Roughly three months after the public was informed that the federal government's Office of Personnel Management (OPM) had been breached by hackers, allowing the personally identifiable information of more than 20 million Americans to be stolen, the White House has announced it has awarded a contract to an outside company to offer the victims of the attack identity protection services.
The contract was awarded to ID Experts, the White House said in an announcement on Sept. 1, as reported by multiple news outlets, including CNN.
In June, it was reported that hackers had breached the OPM in a wide-scale cyber attack. The attack is believed to have taken place in December, and was not discovered by security personnel until April.
The Office of Personnel Management acts as a huge human resources department of sorts for all federal government employees and contractors, and is also responsible for processing background checks and security clearances for millions of workers with sensitive jobs and/or access to classified information.

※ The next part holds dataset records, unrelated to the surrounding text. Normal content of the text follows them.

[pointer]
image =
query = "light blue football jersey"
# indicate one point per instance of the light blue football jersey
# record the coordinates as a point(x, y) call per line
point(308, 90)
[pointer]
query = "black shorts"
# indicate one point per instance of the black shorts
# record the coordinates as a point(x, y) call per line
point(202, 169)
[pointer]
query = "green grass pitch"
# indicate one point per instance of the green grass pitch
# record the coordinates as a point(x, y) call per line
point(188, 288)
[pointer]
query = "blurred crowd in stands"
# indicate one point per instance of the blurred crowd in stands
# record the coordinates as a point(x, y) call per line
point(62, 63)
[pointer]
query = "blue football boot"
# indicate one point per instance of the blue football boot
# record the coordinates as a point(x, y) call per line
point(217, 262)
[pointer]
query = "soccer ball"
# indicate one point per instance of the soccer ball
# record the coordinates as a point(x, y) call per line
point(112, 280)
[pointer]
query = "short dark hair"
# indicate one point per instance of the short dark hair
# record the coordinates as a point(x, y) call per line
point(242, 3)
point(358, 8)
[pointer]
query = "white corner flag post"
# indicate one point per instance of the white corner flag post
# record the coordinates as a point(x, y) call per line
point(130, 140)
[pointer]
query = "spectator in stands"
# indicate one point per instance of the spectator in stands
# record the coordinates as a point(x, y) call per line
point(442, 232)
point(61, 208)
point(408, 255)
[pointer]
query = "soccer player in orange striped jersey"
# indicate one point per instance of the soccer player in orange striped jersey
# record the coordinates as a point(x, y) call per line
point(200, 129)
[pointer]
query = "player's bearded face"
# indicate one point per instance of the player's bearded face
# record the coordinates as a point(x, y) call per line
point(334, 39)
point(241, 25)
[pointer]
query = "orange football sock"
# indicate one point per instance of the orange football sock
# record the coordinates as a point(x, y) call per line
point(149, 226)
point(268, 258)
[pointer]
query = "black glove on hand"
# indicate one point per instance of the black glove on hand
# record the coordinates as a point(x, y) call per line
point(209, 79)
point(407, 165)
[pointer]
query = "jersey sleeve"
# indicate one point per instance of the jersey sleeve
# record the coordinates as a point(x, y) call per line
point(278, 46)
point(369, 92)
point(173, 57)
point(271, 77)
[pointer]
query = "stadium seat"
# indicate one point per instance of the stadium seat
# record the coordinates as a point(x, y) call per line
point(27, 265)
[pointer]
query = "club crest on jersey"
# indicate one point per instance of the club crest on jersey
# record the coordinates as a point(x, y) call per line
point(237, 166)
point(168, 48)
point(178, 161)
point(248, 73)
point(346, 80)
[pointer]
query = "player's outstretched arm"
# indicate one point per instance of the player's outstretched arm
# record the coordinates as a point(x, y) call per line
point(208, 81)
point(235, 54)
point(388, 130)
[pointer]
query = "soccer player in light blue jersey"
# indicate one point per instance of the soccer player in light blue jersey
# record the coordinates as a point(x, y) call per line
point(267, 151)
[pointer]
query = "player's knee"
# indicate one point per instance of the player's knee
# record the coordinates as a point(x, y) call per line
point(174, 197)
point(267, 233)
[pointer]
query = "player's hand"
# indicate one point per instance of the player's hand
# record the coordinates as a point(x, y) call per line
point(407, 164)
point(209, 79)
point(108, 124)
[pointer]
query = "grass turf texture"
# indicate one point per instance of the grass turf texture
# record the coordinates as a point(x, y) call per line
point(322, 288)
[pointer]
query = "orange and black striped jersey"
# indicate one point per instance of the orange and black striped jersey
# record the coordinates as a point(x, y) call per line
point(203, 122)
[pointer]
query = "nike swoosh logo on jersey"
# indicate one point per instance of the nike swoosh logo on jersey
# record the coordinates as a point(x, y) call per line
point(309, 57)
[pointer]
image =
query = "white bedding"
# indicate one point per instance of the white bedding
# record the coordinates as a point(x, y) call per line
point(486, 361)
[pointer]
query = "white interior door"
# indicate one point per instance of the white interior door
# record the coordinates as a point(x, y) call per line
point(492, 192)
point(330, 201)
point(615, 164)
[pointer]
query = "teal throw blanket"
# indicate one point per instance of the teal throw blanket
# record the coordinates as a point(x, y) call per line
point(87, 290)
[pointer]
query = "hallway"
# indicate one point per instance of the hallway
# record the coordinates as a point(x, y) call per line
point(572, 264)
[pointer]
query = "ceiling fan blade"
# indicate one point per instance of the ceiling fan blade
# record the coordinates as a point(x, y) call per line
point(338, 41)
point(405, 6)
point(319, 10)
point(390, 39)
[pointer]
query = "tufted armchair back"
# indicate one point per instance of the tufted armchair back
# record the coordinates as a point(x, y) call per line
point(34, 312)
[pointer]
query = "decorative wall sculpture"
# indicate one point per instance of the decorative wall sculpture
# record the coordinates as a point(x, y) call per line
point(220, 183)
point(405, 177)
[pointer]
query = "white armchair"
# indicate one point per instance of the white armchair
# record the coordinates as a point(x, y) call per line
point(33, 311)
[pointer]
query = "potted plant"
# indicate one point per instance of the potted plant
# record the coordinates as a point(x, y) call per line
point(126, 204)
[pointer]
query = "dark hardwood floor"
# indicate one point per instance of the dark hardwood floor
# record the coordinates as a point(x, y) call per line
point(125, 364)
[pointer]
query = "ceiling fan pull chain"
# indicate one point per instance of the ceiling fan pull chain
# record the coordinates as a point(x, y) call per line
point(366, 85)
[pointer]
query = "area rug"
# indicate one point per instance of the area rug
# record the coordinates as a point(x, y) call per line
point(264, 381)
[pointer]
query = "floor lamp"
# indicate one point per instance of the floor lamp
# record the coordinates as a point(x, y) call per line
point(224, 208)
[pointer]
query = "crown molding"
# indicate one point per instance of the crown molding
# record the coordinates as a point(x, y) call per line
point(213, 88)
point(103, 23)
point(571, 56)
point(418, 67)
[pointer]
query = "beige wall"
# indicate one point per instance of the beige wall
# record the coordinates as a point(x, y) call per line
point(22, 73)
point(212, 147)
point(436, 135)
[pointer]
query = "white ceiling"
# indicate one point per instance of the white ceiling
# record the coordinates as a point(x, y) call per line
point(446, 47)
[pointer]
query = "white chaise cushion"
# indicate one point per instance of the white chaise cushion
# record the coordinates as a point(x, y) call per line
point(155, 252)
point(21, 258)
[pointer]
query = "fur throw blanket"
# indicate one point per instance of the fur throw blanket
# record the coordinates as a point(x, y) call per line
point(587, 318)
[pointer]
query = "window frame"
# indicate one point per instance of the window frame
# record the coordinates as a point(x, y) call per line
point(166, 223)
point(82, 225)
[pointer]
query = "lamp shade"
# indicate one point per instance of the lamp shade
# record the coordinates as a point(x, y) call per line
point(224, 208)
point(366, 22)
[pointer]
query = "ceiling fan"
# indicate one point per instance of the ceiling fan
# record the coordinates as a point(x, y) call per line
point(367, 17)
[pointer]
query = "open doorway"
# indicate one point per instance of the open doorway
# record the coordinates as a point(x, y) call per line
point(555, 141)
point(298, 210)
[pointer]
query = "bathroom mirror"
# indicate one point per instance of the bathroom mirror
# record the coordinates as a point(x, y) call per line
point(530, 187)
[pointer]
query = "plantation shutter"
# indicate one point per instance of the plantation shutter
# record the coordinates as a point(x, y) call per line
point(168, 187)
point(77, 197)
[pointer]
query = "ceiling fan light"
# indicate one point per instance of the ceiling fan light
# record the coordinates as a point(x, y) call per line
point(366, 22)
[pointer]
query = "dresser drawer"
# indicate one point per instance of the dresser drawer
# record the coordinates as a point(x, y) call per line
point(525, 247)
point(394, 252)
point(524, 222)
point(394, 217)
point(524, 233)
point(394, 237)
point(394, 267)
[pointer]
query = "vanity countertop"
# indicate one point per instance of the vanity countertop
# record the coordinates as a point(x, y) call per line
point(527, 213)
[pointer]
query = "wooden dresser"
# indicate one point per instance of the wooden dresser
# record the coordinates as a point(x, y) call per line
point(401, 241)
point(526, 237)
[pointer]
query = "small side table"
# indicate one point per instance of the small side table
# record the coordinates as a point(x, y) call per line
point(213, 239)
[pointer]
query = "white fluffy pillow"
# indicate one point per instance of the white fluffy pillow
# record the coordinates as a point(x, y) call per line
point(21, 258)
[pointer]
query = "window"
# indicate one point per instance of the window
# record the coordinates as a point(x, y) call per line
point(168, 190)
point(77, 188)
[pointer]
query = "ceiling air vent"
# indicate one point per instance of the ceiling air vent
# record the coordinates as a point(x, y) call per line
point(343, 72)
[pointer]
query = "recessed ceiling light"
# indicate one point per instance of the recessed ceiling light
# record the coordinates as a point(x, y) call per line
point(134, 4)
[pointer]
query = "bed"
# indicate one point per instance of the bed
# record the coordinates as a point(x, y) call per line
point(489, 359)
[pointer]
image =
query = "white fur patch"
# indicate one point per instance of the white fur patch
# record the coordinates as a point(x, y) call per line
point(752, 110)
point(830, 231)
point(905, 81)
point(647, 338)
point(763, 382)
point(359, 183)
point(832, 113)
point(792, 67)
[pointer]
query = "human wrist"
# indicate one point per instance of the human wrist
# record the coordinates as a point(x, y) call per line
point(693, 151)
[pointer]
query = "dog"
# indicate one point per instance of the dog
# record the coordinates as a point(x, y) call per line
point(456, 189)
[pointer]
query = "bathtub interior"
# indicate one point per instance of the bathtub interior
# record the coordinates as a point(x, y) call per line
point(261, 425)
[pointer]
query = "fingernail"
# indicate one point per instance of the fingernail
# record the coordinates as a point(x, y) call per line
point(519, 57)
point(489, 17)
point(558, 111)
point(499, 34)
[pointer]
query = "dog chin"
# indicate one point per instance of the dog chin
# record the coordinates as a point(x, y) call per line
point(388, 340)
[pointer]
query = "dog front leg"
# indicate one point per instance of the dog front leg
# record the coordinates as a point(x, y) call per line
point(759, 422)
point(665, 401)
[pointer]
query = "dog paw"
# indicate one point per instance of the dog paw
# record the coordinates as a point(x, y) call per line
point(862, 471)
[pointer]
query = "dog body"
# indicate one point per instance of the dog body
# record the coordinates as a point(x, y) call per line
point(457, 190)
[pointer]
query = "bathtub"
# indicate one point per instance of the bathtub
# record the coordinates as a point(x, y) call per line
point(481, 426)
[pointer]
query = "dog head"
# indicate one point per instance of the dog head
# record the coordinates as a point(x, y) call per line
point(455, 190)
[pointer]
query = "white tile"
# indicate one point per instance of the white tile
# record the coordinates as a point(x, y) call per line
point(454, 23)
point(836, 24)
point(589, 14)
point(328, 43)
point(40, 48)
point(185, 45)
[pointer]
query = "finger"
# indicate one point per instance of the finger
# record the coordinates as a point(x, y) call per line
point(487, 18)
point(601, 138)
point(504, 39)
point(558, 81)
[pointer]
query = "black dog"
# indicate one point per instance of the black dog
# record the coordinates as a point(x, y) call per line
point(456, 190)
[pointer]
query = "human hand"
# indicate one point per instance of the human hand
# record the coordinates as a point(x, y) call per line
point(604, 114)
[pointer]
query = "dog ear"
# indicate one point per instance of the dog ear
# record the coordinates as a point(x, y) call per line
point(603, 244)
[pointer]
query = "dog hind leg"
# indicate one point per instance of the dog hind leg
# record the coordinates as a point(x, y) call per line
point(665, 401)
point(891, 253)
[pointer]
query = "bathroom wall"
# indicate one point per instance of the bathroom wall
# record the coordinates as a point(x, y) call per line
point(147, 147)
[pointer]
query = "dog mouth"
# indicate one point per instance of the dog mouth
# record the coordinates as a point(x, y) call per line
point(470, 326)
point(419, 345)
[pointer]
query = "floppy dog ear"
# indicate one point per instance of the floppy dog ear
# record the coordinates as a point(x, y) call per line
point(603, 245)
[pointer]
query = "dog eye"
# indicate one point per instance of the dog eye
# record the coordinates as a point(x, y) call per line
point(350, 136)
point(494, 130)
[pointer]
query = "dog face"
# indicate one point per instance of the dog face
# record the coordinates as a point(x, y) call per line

U.S. officials have said they believe Chinese hackers were behind the cyber attack.
The services offered to victims in the new contract include three years of identity protection and monitoring, and up to $1 million in identity theft insurance. In addition, it extends the services to minor dependents of the victims, "because of the nature of the information that was stolen," officials said in a statement, according to CNN.
The information believed to be stolen in the breach includes the personnel records of current and former employees. Troublingly, it also includes extensive information about those employees' friends, relatives and other acquaintances they listed as references on their applications for security clearances for sensitive, classified jobs.
Previous services offered to the first 4 million victims believed to have been affected afforded them fewer services, with only 18 months of protection, and no protection for minor dependents. Some lawmakers criticized the previous contract for offering too little. When nearly 20 million further victims were identified, the new, expanded contract was drawn up and mulled over by lawmakers for weeks leading up to the Sept. 1 announcement.
The Washington Post reports that Defense Department staff members will begin notifying the millions of people whose information was stolen in the attack later this month. All victims will then be invited to sign up for the protection services.
So far, security officials have found no evidence that the Chinese or anyone else has tried to use the hacked data for negative purposes, according to the Post.